第一次大戦後の1919年という年はいろんな意味で重要な年だった。マックス・ウェーバーはこの年にに亡くなっているし、一学者を超えた一連の対話集会における彼のデモーニッシュとも言えるパフォーマンスは、後の歴史を考えると不気味ですらある。同じ年ヨハン・ホイジンガは”中世の秋”を書いて、通俗的ルネサンス観と近代史論に大きな疑念を呈した。そしてこの書の中に描かれた多彩な人物群像の中でも静かな印象を与え続けるのが、尊者ピエールである。

ずっと気になっていた”アベラールとエロイーズ”を読んでいたら、将にこれ以上ないというタイミングで尊者ピエールと出会った。”中世の秋”を読んでから四十数年が経過していた。エチエンヌ・ジルソンの”アベラールとエロイーズ”は、例えばこのように紹介している。

”そのようにして彼はアベラールを受け入れたのだが、彼の慈愛のうちでは寛大さが公正さと互角であって、そうした慈愛が以後示すことになる尽きることのない卓抜な創意をわれわれは称賛し続けることになるであろう。それを表す言葉は一つしかない。尊者ピエールは完璧であった、と。ここにわれわれが目にするのは、キリスト教的隣人愛のまったき傑作ともいうべき稀有の見物である。それは成すべきことをまさに成すべきやりかたでなし、しかもいかなる臆病さも鈍重さもなくすべてに挑み、挑み続けるものは全て成功させるのである。”

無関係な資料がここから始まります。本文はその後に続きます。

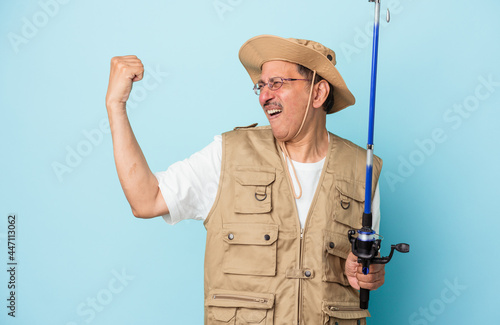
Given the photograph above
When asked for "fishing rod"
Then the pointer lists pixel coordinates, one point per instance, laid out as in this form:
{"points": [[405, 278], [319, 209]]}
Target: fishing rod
{"points": [[367, 243]]}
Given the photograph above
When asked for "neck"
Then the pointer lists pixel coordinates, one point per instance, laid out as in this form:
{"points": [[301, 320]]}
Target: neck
{"points": [[310, 146]]}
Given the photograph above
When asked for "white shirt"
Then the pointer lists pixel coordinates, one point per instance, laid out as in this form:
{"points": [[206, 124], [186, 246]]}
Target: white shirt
{"points": [[189, 187]]}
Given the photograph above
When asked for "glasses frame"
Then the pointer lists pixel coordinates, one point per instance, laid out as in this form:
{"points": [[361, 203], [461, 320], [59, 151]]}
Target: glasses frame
{"points": [[257, 89]]}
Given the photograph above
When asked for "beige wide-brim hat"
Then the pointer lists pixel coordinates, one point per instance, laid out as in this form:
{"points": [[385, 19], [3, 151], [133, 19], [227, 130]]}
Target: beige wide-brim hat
{"points": [[312, 55]]}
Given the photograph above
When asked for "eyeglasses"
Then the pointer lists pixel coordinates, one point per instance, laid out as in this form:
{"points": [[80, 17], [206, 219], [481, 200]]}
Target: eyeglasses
{"points": [[274, 84]]}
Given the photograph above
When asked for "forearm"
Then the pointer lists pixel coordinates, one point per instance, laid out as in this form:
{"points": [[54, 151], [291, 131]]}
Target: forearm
{"points": [[138, 182]]}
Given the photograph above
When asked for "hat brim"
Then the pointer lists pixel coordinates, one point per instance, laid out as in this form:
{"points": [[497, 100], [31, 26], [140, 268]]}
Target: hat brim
{"points": [[261, 49]]}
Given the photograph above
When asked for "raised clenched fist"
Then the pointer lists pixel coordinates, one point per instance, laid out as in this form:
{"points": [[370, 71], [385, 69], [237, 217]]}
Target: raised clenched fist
{"points": [[124, 71]]}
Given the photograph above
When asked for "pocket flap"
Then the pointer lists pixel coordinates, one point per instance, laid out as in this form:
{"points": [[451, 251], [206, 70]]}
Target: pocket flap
{"points": [[250, 234], [351, 189], [337, 244], [239, 299], [344, 310], [223, 314], [262, 177]]}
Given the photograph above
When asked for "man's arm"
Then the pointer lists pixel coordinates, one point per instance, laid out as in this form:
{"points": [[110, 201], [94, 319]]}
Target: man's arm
{"points": [[138, 182]]}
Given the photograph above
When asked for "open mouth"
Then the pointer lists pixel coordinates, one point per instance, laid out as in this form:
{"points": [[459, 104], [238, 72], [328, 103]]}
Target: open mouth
{"points": [[273, 112]]}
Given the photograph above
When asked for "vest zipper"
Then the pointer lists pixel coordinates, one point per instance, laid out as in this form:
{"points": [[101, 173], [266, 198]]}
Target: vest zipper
{"points": [[299, 311], [240, 298], [335, 308]]}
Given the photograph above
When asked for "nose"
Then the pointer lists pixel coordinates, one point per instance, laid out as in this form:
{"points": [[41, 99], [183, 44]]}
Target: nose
{"points": [[265, 95]]}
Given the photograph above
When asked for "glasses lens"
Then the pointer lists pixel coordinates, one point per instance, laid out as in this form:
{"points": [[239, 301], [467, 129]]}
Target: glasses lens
{"points": [[257, 87], [275, 83]]}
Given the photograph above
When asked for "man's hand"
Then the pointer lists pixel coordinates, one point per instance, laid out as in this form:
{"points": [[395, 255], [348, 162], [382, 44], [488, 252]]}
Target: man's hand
{"points": [[354, 273], [124, 71]]}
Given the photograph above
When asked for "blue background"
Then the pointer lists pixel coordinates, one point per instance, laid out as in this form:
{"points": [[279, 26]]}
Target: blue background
{"points": [[82, 256]]}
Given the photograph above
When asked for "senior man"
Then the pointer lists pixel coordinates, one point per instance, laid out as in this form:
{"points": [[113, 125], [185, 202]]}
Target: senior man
{"points": [[277, 250]]}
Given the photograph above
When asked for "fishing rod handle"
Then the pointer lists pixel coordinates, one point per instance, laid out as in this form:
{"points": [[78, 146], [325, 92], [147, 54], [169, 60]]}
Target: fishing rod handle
{"points": [[364, 296]]}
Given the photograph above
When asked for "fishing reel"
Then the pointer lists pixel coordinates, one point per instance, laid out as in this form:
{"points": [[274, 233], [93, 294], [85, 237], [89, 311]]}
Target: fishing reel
{"points": [[366, 247]]}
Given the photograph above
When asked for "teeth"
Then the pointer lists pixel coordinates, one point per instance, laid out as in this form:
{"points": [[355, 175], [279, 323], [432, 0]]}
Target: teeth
{"points": [[273, 111]]}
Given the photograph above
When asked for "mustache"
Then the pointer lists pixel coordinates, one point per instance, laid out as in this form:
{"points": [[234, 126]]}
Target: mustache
{"points": [[278, 104]]}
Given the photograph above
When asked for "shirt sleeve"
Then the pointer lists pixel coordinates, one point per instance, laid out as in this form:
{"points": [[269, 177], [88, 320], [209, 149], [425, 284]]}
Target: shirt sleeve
{"points": [[189, 187]]}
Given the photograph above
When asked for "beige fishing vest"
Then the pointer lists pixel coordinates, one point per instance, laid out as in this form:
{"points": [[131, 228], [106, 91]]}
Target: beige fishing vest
{"points": [[260, 267]]}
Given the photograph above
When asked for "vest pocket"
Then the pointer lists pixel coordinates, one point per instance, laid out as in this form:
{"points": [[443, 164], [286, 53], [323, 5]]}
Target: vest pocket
{"points": [[350, 197], [343, 313], [336, 247], [239, 308], [253, 190], [249, 249]]}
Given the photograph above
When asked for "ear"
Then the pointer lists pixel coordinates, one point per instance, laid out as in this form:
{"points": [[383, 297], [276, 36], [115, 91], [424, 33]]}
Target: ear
{"points": [[320, 93]]}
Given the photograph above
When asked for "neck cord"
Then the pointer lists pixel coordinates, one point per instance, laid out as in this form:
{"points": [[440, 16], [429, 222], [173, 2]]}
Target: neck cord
{"points": [[285, 151]]}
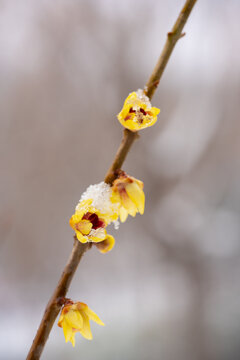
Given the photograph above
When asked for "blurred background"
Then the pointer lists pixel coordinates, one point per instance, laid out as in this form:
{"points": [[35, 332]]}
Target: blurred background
{"points": [[170, 288]]}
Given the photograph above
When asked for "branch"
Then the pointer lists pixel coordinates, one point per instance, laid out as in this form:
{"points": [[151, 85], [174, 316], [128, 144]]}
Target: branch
{"points": [[55, 302], [172, 37]]}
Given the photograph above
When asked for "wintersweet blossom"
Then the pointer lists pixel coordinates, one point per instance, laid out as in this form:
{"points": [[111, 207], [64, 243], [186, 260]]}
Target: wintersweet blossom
{"points": [[88, 223], [137, 112], [128, 193], [92, 215], [75, 318]]}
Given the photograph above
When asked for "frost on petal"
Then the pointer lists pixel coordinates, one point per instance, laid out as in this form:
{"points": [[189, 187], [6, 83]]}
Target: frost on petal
{"points": [[100, 195]]}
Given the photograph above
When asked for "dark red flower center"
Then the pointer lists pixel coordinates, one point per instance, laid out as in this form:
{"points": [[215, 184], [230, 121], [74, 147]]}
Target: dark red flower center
{"points": [[94, 220]]}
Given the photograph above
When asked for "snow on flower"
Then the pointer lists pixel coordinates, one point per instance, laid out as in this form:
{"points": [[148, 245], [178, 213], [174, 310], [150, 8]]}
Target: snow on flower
{"points": [[137, 112]]}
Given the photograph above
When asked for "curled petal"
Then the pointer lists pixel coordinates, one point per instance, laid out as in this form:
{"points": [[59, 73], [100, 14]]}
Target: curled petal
{"points": [[106, 245]]}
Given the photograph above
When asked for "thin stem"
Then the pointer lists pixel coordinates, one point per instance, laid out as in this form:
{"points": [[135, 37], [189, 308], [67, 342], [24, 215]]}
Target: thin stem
{"points": [[172, 37], [127, 141], [55, 303]]}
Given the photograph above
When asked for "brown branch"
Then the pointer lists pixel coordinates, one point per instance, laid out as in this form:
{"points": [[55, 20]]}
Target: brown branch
{"points": [[127, 141], [54, 305]]}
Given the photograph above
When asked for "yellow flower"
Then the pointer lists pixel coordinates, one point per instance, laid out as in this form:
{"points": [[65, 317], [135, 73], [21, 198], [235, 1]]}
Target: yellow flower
{"points": [[128, 192], [106, 245], [88, 223], [137, 112], [75, 318]]}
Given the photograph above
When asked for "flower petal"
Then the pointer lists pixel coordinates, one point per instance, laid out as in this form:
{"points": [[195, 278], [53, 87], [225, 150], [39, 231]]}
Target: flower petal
{"points": [[84, 226], [106, 245], [74, 319], [86, 330], [123, 214], [92, 316], [136, 194]]}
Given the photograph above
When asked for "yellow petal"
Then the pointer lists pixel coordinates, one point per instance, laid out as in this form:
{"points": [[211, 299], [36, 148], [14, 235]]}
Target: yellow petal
{"points": [[74, 319], [97, 235], [123, 214], [67, 330], [84, 226], [72, 339], [128, 204], [136, 194], [106, 245], [80, 237], [86, 330]]}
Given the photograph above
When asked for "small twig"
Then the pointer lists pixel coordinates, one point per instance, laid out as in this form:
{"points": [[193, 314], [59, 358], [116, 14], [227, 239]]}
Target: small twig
{"points": [[172, 37], [127, 141], [55, 303]]}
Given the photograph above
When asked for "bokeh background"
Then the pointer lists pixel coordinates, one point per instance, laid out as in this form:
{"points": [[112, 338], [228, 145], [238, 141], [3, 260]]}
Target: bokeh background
{"points": [[170, 288]]}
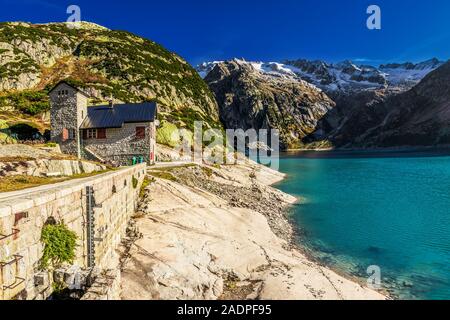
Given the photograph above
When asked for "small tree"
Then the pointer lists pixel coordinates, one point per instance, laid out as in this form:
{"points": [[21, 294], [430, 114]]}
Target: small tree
{"points": [[60, 244]]}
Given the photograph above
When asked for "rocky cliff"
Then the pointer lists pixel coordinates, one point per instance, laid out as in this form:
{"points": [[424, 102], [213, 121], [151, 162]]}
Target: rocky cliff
{"points": [[105, 63], [360, 106], [418, 117], [249, 98]]}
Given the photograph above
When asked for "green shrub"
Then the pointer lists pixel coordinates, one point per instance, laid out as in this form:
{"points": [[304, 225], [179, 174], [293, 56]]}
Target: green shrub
{"points": [[168, 134], [60, 244]]}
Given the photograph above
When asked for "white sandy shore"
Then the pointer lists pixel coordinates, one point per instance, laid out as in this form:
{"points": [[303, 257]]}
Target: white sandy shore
{"points": [[196, 245]]}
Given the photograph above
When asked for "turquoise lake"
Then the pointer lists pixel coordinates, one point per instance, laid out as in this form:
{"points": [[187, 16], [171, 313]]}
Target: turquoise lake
{"points": [[386, 209]]}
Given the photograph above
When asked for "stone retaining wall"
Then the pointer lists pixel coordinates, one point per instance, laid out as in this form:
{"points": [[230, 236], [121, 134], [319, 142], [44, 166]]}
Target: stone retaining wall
{"points": [[23, 214]]}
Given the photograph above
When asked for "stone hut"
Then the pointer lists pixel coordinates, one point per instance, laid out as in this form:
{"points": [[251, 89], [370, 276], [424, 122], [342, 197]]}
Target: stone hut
{"points": [[120, 134]]}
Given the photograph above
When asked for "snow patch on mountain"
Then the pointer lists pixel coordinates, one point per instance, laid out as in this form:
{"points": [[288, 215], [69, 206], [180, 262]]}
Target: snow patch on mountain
{"points": [[342, 76]]}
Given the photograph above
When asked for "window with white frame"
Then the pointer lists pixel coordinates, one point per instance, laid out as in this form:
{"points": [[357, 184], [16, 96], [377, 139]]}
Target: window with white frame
{"points": [[72, 134], [92, 133]]}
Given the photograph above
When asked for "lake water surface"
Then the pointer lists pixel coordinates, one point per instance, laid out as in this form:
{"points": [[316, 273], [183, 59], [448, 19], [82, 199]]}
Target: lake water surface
{"points": [[391, 210]]}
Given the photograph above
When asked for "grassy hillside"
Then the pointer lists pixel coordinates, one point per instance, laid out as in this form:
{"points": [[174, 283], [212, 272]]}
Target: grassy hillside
{"points": [[104, 63]]}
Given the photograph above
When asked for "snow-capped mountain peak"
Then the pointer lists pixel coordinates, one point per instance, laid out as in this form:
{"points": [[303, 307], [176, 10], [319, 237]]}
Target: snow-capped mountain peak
{"points": [[342, 76]]}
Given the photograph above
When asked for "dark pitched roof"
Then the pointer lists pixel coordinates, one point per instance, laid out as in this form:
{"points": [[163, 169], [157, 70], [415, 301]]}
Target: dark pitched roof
{"points": [[114, 117], [70, 85]]}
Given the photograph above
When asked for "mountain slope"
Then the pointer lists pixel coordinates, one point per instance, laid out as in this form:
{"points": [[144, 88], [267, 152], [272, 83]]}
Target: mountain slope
{"points": [[418, 117], [103, 62], [344, 77], [249, 98]]}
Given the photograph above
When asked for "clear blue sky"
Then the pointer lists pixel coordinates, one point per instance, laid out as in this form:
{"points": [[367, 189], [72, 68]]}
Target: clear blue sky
{"points": [[267, 30]]}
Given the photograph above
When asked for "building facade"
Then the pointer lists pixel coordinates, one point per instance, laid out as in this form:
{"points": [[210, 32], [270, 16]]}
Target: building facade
{"points": [[120, 134]]}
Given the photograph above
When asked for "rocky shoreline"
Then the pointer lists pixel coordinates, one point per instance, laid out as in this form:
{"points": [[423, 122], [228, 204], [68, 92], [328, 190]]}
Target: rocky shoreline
{"points": [[223, 233]]}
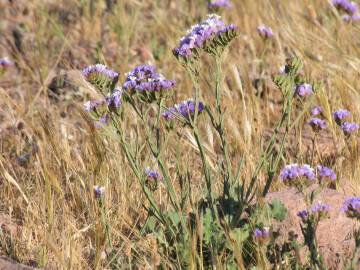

この記述は才気煥発であったアベラールが、異端審問の果てに落泊の流離の果てにローマ法王に最後の嘆願をすべく通りかかり、多分ひと夜の宿を請われたのをそのまま引きとどめた、”配慮”を示している。尊者ピエールの眼から見てアベラールの体力は気力とも旅に堪え得なかった。ここにたまさかの偶然が幸いしてシトー会との和合が成立し、アベラールは死に場所を与えられる。

尊者ピエールの果たした役割はこれだけに止まらない。アベラールの死後ピエールはエロイーズのたっての願いを聴きいれるべく、彼女の元を訪れる。庵室を訪れた二人は昔語りをする。ピエールは如何にエロイーズが当時においても今も、有名人であり、学識において比類なき女性であったかを語る。エロイーズのかたくなな頬は緩んだろうか。畳みかけるように彼は言う。――イエス・キリストとは復活の日まで、この上ない愛と慈しみをもって彼女に代って一時アベラールを預かっている存在であるのだと。彼女の代わりに彼をとどめ置き何時の日か彼女の元に彼を返してくださる神とは一体どんな神なのだろうか。この神だけは彼女といえども阻むことはできなかった。

アベラールとエロイーズが最終的に辿りついた境位についてジルソンは沈黙する他にないという。私たちが知りえるのは二人の間になされた苛烈な対話、犠牲と使徒的な服従を主旨とするアベラールのアガペー的立場と、セネカや聖ヒロエニムスに残る古典的規範、エロイーズのストア的甘受の立場、すなわちエロス的な立場の対比なのである。

尊者ピエールはエロイーズを説得できるなどとは考えていなかった。エロイーズが辿りついた存在の深淵に如何ほどもその”嘘”が適合しうるとも信じていたわけではない。エロイーズもまたアベラールゆえにキリスト教に帰依しあらゆる忍従を甘受したように、尊者ピエールゆえに彼の提案、つまりはキリスト教界で最も高貴で美しい”嘘”を受け入れたのである。かって若かりし頃幾度となくアベラールの”嘘”を受け入れたように。